In our real-time analytics tutorial we created a table called github_events, distributed by the column user_id. Let’s query it and find the earliest events for a preselected set of repos, grouped by combinations of event type and event publicity. A convenient way to do this is with grouping sets. However, as mentioned, this feature is not yet supported in distributed queries:

  1. -- this won't work
  2. SELECT repo_id, event_type, event_public,
  3. grouping(event_type, event_public),
  4. min(created_at)
  5. FROM github_events
  6. WHERE repo_id IN (8514, 15435, 19438, 21692)
  7. GROUP BY repo_id, ROLLUP(event_type, event_public);
  1. ERROR: could not run distributed query with GROUPING
  2. HINT: Consider using an equality filter on the distributed table's partition column.
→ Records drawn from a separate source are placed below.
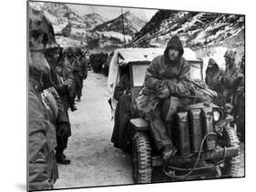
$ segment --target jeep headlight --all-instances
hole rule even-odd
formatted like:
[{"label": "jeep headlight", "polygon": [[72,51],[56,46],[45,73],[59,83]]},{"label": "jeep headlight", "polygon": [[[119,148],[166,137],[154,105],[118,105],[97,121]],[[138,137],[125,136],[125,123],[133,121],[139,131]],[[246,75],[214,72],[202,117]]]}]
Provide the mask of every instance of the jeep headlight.
[{"label": "jeep headlight", "polygon": [[218,122],[220,119],[220,116],[221,116],[220,111],[214,110],[212,114],[213,114],[213,121]]}]

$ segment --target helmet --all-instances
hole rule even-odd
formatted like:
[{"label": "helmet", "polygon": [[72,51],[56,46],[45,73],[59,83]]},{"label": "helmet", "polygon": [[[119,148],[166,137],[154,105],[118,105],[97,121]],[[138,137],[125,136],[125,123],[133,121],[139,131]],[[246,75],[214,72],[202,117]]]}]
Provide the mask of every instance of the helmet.
[{"label": "helmet", "polygon": [[29,16],[29,50],[38,51],[59,48],[56,42],[51,22],[40,12],[28,9]]},{"label": "helmet", "polygon": [[237,54],[237,52],[235,50],[230,49],[230,50],[226,51],[226,53],[224,55],[224,57],[229,57],[230,59],[235,59],[236,54]]},{"label": "helmet", "polygon": [[66,55],[67,55],[67,56],[73,56],[74,54],[76,53],[75,50],[74,50],[74,48],[71,47],[71,46],[67,47],[66,50],[65,50],[65,52],[66,52]]},{"label": "helmet", "polygon": [[80,47],[76,47],[76,50],[75,50],[76,54],[77,54],[78,56],[82,56],[83,55],[83,52],[81,50]]}]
There is a trick, though. We can pull the relevant information to the coordinator as a temporary table:

  1. -- grab the data, minus the aggregate, into a local table
  2. CREATE TEMP TABLE results AS (
  3. SELECT repo_id, event_type, event_public, created_at
  4. FROM github_events
  5. WHERE repo_id IN (8514, 15435, 19438, 21692)
  6. );
  7. -- now run the aggregate locally
  8. SELECT repo_id, event_type, event_public,
  9. grouping(event_type, event_public),
  10. min(created_at)
  11. FROM results
  12. GROUP BY repo_id, ROLLUP(event_type, event_public);
  1. .
  2. repo_id | event_type | event_public | grouping | min
  3. ---------+-------------------+--------------+----------+---------------------
  4. 8514 | PullRequestEvent | t | 0 | 2016-12-01 05:32:54
  5. 8514 | IssueCommentEvent | t | 0 | 2016-12-01 05:32:57
  6. 19438 | IssueCommentEvent | t | 0 | 2016-12-01 05:48:56
  7. 21692 | WatchEvent | t | 0 | 2016-12-01 06:01:23
  8. 15435 | WatchEvent | t | 0 | 2016-12-01 05:40:24
  9. 21692 | WatchEvent | | 1 | 2016-12-01 06:01:23
  10. 15435 | WatchEvent | | 1 | 2016-12-01 05:40:24
  11. 8514 | PullRequestEvent | | 1 | 2016-12-01 05:32:54
  12. 8514 | IssueCommentEvent | | 1 | 2016-12-01 05:32:57
  13. 19438 | IssueCommentEvent | | 1 | 2016-12-01 05:48:56
  14. 15435 | | | 3 | 2016-12-01 05:40:24
  15. 21692 | | | 3 | 2016-12-01 06:01:23
  16. 19438 | | | 3 | 2016-12-01 05:48:56
  17. 8514 | | | 3 | 2016-12-01 05:32:54

Creating a temporary table on the coordinator is a last resort. It is limited by the disk size and CPU of the node.